Fig. 1 is a schematic diagram of cargo throwing behavior of a courier.

Detailed Description

The invention is described in further detail with reference to the figures and specific embodiments.

a. modeling phase

Step3.1: when updating d_kWhile, calculating an error matrix E_kWherein

After obtaining, it is correspondingly updated to the original

Step3.5：j＝j+1；

b. Sparse representation phase of bone points

Inputting: a skeleton point vector y to be analyzed and a dictionary D;

and (3) outputting: sparse feature x of the skeletal point vector;

c. a behavioral analysis phase

step 1: apparent feature throwing/kicking analysis based on dictionary learning

step 2: trajectory-based cast/kick analysis

Simularity(G,H)＝max{Simularity(gi,hj)|gi∈G,hj∈H}；

P＝Simularity(G,H)*Ps；

d. stage of behavior judgment

The invention mainly studies the throwing/kicking behavior of the courier at present, and certainly, other non-standard behaviors with larger amplitude can be identified and analyzed by the method provided by the invention.
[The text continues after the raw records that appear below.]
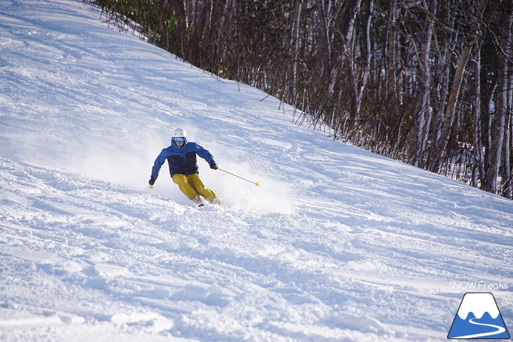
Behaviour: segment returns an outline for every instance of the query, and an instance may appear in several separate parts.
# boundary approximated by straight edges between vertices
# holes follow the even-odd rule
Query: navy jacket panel
[[[157,179],[164,162],[167,160],[169,173],[172,177],[176,173],[192,175],[198,173],[196,155],[207,161],[209,164],[214,162],[214,157],[209,151],[196,143],[187,143],[181,147],[176,144],[164,148],[155,159],[151,176]]]

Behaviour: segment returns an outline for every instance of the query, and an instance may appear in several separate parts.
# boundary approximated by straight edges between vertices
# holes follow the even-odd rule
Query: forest
[[[86,2],[298,124],[513,198],[511,0]]]

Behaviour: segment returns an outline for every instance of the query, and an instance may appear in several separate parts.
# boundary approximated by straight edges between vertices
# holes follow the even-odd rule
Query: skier
[[[198,176],[196,154],[207,161],[210,169],[217,170],[217,164],[209,151],[192,141],[187,141],[185,129],[177,129],[171,138],[171,145],[164,148],[155,159],[151,170],[150,185],[155,184],[159,176],[160,167],[167,159],[169,173],[173,181],[178,184],[180,190],[189,199],[194,201],[198,206],[203,206],[200,196],[210,203],[219,204],[219,200],[210,189],[205,188]]]

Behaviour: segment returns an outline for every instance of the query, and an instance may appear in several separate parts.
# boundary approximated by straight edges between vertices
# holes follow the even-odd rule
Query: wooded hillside
[[[513,197],[510,0],[93,3],[335,138]]]

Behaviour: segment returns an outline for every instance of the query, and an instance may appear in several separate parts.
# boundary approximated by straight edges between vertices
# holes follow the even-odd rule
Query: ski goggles
[[[183,136],[174,136],[173,137],[173,141],[175,143],[183,143],[186,141],[186,138]]]

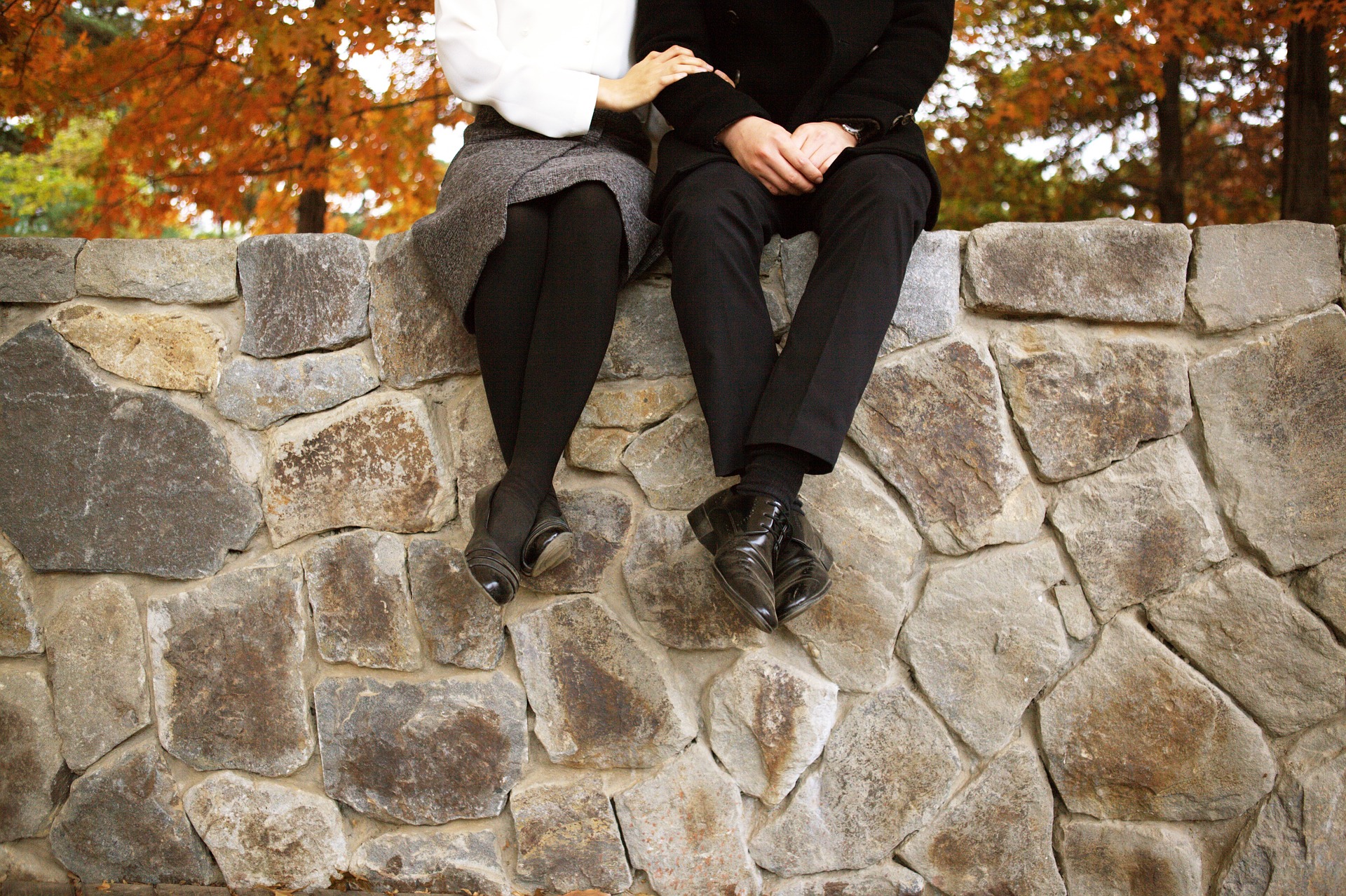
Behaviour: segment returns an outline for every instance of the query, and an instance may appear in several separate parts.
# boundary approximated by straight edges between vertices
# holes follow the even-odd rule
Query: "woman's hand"
[[[715,71],[685,47],[669,47],[664,52],[651,52],[626,73],[612,81],[598,79],[598,108],[611,112],[630,112],[660,96],[660,90],[689,74]]]

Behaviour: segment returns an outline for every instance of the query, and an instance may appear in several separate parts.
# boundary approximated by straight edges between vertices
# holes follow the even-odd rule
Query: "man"
[[[669,85],[650,215],[720,476],[689,514],[725,593],[771,631],[828,589],[798,502],[836,464],[940,183],[915,109],[944,70],[953,0],[641,0],[637,58],[713,65]],[[777,354],[758,280],[771,234],[818,233]]]

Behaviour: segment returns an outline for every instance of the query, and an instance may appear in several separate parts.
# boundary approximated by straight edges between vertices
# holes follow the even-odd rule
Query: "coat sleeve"
[[[507,121],[548,137],[590,129],[599,77],[506,48],[495,0],[435,0],[435,47],[460,100],[494,106]]]
[[[824,120],[871,118],[880,136],[915,112],[949,62],[953,0],[894,0],[878,46],[822,104]]]
[[[715,65],[701,0],[641,0],[635,8],[635,58],[674,44]],[[715,149],[716,135],[739,118],[770,117],[756,100],[711,71],[674,81],[654,98],[654,106],[678,137],[703,149]]]

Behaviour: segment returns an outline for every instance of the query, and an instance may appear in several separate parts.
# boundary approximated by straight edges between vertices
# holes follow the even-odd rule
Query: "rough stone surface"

The above-described embodiments are intended to illustrate the present invention, but not to limit the present invention, and any modifications, equivalents, improvements, etc. made within the spirit of the present invention and the scope of the claims fall within the scope of the present invention.

Claims

1. The automatic identification method for the goods throwing/kicking behavior of the express industry based on the monocular camera is characterized by comprising the following steps of:

a. modeling phase

Step 3: column by column updating dictionary D^(j)Column d of the dictionary_k∈{d₁，d₂，…，d_K}；

Step3.1: when updating d_kWhile, calculating an error matrix E_kWherein

Step3.4: to E'_kSingular value decomposition of E'_k＝U∑V^TColumn 1 of U is taken to update column k of the dictionary, i.e. d_kU (·, 1); order to

After obtaining, it is correspondingly updated to the original

Step3.5：j＝j+1；

b. Sparse representation phase of bone points

Inputting: a skeleton point vector y to be analyzed and a dictionary D;

and (3) outputting: sparse feature x of the skeletal point vector;

the method comprises the following steps: the following optimization problem is solved by using an orthogonal matching pursuit algorithm OMP:

c. a behavioral analysis phase

step 1: apparent feature throwing/kicking analysis based on dictionary learning

Forming a subspace by using sparse codes of the throwing/kicking goods data set, calculating the distance between the sparse feature of the behavior to be analyzed and the subspace, normalizing the distance to 0 to 1, recording the distance as Ps, and defining the distance as throwing/kicking goods if Ps is less than a set threshold value; otherwise, the normal operation behavior is determined;

step 2: trajectory-based cast/kick analysis

Simularity(G,H)＝max{Simularity(gi,hj)|gi∈G,hj∈H}；

simulity (G, H) is normalized to 0 to 1 and is noted simulity (G, H)';

P＝Simularity(G,H)′*Ps

d. stage of behavior judgment

If the fusion probability P is smaller than a threshold set by a user, judging the behavior as a throwing/kicking behavior; wherein the user-set threshold value can be obtained through training of the neural network.